You are viewing a plain text version of this content. The canonical link for it is here.

Posted to user@nutch.apache.org by "S.L" <si...@gmail.com> on 2013/07/08 22:10:45 UTC

Intercept the current URL that Nutch is about to crawl in Nutch 1.7

Hello All,

I am a new Nutch user , I need to be able to get every URL that Nutch is
crawling with in a session and insert the URL into a MySQL database along
with some other metadata , I am using Nutch 1.7 and have set up the project
in Eclipse .Can anyone please give me guidance on which class/classes I
would need to modify to get the URL in the current session  and insert it
into the database?

Any help would be greatly appreciated.

Thank You in advance.

Re: Intercept the current URL that Nutch is about to crawl in Nutch 1.7

Posted by "S.L" <si...@gmail.com>.

Marcus,

I need to modify the data i.e the content of the pages before populating
the Solr Index, if I use the solrIndex command to do that what classes
would I need to change inorder to do that.?

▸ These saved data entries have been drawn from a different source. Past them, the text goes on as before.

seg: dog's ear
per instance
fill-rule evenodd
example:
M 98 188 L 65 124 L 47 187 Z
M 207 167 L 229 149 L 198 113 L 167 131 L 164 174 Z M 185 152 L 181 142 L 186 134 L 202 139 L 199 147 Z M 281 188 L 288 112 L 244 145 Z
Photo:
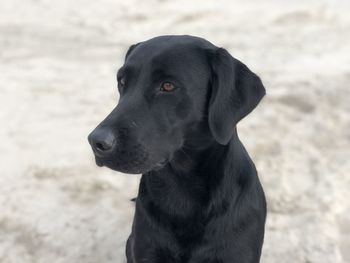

Instead I was thinking of the original question I asked as an option i.e to
intercept the url download the content and extract the data and update the
Solr schema from there.

Will one option have any advantage over the other ?

Thanks.


On Mon, Jul 8, 2013 at 4:42 PM, Markus Jelsma <ma...@openindex.io>wrote:

> Well, that would be easier indeed. Nutch will fetch, parse (+ optional
> custom parse filters) and index (+ optional custom indexing filters) to any
> available indexing backend (Solr, ES). Check the Nutch tutorial on the wiki.
>
> -----Original message-----
> > From:S.L <si...@gmail.com>
> > Sent: Monday 8th July 2013 22:39
> > To: user@nutch.apache.org
> > Subject: Re: Intercept the current URL that Nutch is about to crawl in
> Nutch 1.7
> >
> > On a second thought I am also considering Solr instead of the MySQL DB ,
> > you mentioned that I need to look into how to talk to DBs in Hadoop land
> ,
> > what if I have to talk to Solr from Nutch  ?
> >
> >
> > On Mon, Jul 8, 2013 at 4:34 PM, Markus Jelsma <
> markus.jelsma@openindex.io>wrote:
> >
> > > Processing the logs would be easy but since you need some metadata your
> > > probably need to hack into the Fetcher.java code. The fetcher has
> several
> > > inner classes but you'd need the FetcherThread class which is
> responsible
> > > for the actual download and anything else that needs to be done there.
>  If
> > > you also need metadata that requires parsing the file you need to
> configure
> > > the fetcher to do parsing as well.
> > >
> > >
> > >
> http://svn.apache.org/viewvc/nutch/trunk/src/java/org/apache/nutch/fetcher/Fetcher.java?view=markup
> > >
> > > The record is fetched around #683. The output() method writes the
> stuff to
> > > the segment and does the optional parsing of the record. Parsing is
> done
> > > around #960.
> > >
> > > In output() you could communicate with your DB although it's not the
> best
> > > place but easy to test. FetcherOutputFormat is more suitable for
> writing
> > > data. Also read about how to talk to DB's in Hadoop land.
> > >
> > > Cheers
> > >
> > >
> > > -----Original message-----
> > > > From:S.L <si...@gmail.com>
> > > > Sent: Monday 8th July 2013 22:11
> > > > To: user@nutch.apache.org
> > > > Subject: Intercept the current URL that Nutch is about to crawl in
> Nutch
> > > 1.7
> > > >
> > > > Hello All,
> > > >
> > > > I am a new Nutch user , I need to be able to get every URL that
> Nutch is
> > > > crawling with in a session and insert the URL into a MySQL database
> along
> > > > with some other metadata , I am using Nutch 1.7 and have set up the
> > > project
> > > > in Eclipse .Can anyone please give me guidance on which
> class/classes I
> > > > would need to modify to get the URL in the current session  and
> insert it
> > > > into the database?
> > > >
> > > > Any help would be greatly appreciated.
> > > >
> > > > Thank You in advance.
> > > >
> > >
> >
>

Re: Intercept the current URL that Nutch is about to crawl in Nutch 1.7

Posted by "S.L" <si...@gmail.com>.

On a second thought I am also considering Solr instead of the MySQL DB ,
you mentioned that I need to look into how to talk to DBs in Hadoop land ,
what if I have to talk to Solr from Nutch  ?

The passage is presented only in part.